2.4 Integrated systems


2.4.1 Robotics

Social and ethical issues
Students must study and evaluate the social and ethical issues involved in the use of robotics. These may
include:

  • social and economic effects of replacing people with robots in the workplace
  • ethical decisions regarding the use of robots in situations that might endanger human beings
  • social impact of human interaction with robots, for example, artificial pets, robots for the disabled and elderly
  • social impact and ethical considerations regarding the use of robotics in medicine, for example, robotic surgery, computer-controlled prostheses
  • reliability of robotic devices, particularly in life-threatening situations.

Knowledge of technology
In order to study and evaluate the social and ethical issues involved in the use of robotics, the student
must have an understanding of related technological concepts. These may include:

  • key terms—robot, android, cyborg, sensors
  • determining situations in which it is more appropriate to use a robot than a human being
  • types of input/output peripherals used in various situations, for example, arms, fingers, voice, wheels
  • reasons why robots are/are not designed as androids with human-like form
  • the capabilities and limitations of robots with respect to vision, touch, sound and movement
  • processing power in relation to the capabilities and limitations of robots.
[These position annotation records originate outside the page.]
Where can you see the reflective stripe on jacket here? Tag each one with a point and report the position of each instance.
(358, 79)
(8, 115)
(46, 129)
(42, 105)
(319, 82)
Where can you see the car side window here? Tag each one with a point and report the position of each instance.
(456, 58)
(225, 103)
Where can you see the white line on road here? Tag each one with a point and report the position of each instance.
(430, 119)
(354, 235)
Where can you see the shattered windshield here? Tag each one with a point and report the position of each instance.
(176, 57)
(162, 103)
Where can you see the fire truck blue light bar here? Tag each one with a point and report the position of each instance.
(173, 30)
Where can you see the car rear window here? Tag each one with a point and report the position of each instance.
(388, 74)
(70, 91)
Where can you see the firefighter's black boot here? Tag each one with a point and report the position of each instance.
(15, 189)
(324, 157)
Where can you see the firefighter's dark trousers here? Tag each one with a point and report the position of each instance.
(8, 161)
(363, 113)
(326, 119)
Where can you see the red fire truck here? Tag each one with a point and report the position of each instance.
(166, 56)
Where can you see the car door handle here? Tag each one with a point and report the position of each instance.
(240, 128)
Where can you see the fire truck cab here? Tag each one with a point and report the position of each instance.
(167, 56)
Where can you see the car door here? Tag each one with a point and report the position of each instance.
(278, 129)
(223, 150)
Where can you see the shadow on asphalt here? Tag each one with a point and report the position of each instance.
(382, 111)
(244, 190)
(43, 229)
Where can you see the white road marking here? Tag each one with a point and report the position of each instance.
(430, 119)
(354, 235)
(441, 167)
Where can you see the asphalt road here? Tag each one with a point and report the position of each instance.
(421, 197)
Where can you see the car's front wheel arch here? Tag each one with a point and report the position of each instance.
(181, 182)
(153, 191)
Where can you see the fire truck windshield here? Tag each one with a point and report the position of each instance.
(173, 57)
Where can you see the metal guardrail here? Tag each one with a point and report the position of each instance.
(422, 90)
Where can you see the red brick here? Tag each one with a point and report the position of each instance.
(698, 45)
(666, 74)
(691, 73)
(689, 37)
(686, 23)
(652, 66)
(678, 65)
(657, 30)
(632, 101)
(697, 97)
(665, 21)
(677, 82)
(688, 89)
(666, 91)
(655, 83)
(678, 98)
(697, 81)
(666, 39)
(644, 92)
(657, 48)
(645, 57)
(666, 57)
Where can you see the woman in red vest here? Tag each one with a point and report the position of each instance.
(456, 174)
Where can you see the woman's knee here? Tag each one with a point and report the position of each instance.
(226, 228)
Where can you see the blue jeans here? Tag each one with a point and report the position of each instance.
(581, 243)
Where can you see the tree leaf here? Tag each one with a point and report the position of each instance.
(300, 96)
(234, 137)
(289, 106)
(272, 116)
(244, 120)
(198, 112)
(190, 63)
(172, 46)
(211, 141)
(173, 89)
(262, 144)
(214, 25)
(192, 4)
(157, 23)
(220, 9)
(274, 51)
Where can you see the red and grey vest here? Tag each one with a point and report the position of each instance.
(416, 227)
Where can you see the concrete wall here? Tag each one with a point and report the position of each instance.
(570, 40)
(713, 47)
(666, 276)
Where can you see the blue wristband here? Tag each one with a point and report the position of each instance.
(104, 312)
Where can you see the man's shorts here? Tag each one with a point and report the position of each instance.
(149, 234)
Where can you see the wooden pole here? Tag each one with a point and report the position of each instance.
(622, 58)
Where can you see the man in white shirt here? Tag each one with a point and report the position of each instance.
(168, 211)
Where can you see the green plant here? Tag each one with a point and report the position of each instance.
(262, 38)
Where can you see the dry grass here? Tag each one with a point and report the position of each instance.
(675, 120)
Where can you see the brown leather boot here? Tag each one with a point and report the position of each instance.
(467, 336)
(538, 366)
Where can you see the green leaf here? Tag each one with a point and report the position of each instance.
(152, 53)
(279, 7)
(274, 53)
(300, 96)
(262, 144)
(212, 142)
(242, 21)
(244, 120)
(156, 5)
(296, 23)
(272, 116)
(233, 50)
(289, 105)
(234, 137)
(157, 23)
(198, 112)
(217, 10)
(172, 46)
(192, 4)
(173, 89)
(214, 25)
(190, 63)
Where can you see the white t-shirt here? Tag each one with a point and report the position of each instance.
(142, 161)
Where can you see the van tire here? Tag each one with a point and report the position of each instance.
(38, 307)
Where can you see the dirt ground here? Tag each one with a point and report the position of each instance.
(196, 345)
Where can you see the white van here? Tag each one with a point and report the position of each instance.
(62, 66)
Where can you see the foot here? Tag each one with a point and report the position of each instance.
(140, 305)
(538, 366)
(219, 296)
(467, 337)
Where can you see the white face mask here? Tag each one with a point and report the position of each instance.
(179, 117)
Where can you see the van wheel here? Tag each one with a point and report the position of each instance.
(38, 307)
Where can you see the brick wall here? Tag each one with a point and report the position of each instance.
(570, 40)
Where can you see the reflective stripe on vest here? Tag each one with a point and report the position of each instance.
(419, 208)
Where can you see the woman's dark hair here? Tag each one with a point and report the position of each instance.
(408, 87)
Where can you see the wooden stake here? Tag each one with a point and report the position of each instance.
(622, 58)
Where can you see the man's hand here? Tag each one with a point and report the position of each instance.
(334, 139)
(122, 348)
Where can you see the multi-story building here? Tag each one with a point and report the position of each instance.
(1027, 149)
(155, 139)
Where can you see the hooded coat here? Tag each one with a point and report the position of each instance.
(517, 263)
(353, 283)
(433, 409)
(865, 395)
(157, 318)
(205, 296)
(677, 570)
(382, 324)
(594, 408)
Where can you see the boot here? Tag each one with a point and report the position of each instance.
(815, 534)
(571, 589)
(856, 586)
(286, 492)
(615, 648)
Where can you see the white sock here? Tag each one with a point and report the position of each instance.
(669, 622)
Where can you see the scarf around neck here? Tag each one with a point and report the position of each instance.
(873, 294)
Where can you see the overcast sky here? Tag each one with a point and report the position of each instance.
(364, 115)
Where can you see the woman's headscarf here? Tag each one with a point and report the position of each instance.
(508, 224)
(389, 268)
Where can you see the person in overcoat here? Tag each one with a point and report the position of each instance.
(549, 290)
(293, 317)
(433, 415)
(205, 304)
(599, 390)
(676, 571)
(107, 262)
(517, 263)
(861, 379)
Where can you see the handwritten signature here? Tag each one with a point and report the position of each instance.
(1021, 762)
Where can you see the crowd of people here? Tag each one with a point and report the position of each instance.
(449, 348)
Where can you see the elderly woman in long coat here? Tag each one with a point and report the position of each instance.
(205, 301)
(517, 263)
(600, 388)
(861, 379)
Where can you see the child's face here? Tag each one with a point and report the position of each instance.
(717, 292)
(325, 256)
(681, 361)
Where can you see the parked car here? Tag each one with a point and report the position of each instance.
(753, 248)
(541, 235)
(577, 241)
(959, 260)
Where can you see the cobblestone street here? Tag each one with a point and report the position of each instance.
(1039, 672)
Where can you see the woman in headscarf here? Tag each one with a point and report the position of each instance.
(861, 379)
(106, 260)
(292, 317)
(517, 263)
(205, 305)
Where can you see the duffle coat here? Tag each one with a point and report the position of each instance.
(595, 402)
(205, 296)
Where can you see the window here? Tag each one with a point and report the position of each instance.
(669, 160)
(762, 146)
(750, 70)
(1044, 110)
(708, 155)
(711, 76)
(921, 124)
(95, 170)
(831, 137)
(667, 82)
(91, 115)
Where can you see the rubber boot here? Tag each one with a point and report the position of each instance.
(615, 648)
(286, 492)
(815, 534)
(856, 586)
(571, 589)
2.4.2 Artificial intelligence and expert systems

Social and ethical issues
Students must study and evaluate the social and ethical issues involved in the use of artificial intelligence
(AI) and expert systems. These may include:

  • responsibility for the performance of an expert system—knowledge engineer, informant, programmer,
    company that sold it, the buyer/consumer
  • value of the development of AI as a field, for example, whether it is an appropriate place to put
    economic resources
  • ethical issues of various applications of AI, for example, replacement of human workers, handing
    decision-making tasks to a computer
  • social impact of the use of “smart” machines on everyday life
  • ethical issues related to military applications of AI, for example, smart weapons, reconnaissance,
    decision making
  • implications of creative production by computers using AI, for example, Aaron, an expert system,
    creates visual art
  • access to the knowledge base underlying an inference engine in an expert system, for example,
    whether people affected by decisions made using an expert system should have access to the rules
    by which the decision was made.

Knowledge of technology
In order to study and evaluate the social and ethical issues involved in the use of AI and expert systems,
the student must have an understanding of related technological concepts. These may include:

  • key terms—AI, Turing test, parallel processing, machine learning, natural language, common-sense
    knowledge, agent, pattern recognition, expert system, knowledge base, inference engine, heuristics,
    fuzzy logic, knowledge engineer, domain
  • storage requirements for common-sense knowledge
  • processing requirements for AI
  • collection/creation of a knowledge base
  • creation of an inference engine (for example, if/then rules, fuzzy logic)
  • identifying domains that are suitable for expert systems.